Inexperienced owners frequently make the mistake of thinking that pet training classes are for training dogs, they're not they are for teaching new puppy/dog owners how to train their dogs & good ones don't use force or harsh methods. They are also controlled so your puppy can meet other dogs in a safe environs.
I teach my dogs off lead at home to pay attention to me & to walk close to me & reward them when they present the behaviour I want.

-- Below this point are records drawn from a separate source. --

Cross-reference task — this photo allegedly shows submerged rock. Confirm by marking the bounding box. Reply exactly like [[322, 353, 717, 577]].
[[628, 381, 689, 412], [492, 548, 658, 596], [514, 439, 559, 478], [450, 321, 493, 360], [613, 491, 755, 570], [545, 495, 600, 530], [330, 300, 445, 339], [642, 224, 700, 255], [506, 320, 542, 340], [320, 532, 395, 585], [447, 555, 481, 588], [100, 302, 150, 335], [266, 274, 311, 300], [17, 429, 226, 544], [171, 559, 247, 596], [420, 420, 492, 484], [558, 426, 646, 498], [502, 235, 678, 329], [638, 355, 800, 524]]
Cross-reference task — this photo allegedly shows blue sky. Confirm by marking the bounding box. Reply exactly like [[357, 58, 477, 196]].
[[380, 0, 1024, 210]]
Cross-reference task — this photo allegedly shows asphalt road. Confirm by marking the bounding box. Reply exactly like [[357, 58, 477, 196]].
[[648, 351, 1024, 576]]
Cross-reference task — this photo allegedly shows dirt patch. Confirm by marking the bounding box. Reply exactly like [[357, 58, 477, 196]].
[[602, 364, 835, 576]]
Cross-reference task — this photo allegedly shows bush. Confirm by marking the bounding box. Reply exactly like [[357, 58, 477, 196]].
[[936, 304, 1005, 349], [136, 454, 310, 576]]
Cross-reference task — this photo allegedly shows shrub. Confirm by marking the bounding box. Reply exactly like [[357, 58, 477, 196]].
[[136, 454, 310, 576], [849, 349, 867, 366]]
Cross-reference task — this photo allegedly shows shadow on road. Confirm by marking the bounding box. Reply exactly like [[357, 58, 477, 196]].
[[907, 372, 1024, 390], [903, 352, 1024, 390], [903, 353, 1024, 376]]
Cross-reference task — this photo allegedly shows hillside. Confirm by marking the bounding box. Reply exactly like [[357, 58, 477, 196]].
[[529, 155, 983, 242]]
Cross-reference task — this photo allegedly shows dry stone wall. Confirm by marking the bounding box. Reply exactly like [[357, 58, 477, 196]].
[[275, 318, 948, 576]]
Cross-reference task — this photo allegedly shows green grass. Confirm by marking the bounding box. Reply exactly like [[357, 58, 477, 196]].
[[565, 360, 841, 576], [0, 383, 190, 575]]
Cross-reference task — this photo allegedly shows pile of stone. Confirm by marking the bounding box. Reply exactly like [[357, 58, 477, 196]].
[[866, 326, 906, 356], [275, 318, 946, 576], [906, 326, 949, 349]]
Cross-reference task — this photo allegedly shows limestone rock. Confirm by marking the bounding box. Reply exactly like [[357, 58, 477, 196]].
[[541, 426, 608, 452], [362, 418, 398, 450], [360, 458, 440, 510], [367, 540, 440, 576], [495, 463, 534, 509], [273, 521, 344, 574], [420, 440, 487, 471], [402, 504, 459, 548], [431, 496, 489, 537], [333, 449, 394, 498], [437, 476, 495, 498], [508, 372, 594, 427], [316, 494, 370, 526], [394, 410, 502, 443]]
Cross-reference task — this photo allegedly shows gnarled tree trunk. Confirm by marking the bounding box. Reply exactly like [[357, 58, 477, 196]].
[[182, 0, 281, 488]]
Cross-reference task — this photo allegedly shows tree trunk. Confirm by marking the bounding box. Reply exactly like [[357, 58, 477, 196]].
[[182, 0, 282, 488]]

Would be interesting to see if you would have had any luck with Robin in the early days! I had some difficulties with being more interesting than everything else! LOL!
 
a wee update ......the squaky ball i use in the park is good for a while as he runs after it but i find i havr to use it sparingly as h gets fed up quite quickly, again if he sees other dogs then they immediately become the main attraction....i have tried walking him more out on the street now after he has done his business n the park...i squeeze the ball to gain his attention on the street if he is distracted but have been lss successful with this...he walks fine until a distraction appears, this could be literally anything from someone going into their car(he will sit down and watch until the car drives away) aperson walking on the other side of the road( he will stop and sit down and watch till they disappear into distance)...the other morning the big bin lorry with its noise and flashing lights was out in the neighbourhood...again nothing could stop him from sitting down and watching and waiting.....the bottom line is that i have to lift him at least a couple of times when i am out to get him away from the distraction he wont move from which as you can imagine leads to slightly frustrating times
 
a wee update ......the squaky ball i use in the park is good for a while as he runs after it but i find i havr to use it sparingly as h gets fed up quite quickly, again if he sees other dogs then they immediately become the main attraction....i have tried walking him more out on the street now after he has done his business n the park...i squeeze the ball to gain his attention on the street if he is distracted but have been lss successful with this...he walks fine until a distraction appears, this could be literally anything from someone going into their car(he will sit down and watch until the car drives away) aperson walking on the other side of the road( he will stop and sit down and watch till they disappear into distance)...the other morning the big bin lorry with its noise and flashing lights was out in the neighbourhood...again nothing could stop him from sitting down and watching and waiting.....the bottom line is that i have to lift him at least a couple of times when i am out to get him away from the distraction he wont move from which as you can imagine leads to slightly frustrating times

Think yourself VERY lucky you CAN lift your dog! Mine is only just getting some sense and he is two and a half! I feel your pain, but really? Its a dog! They are not born knowing they are going to spend the rest of their lives doing exactly what they are told 24/7! Keep him safe, keep him happy, warm,full, and cuddled and in a few more months you will be wondering what you were worrying about!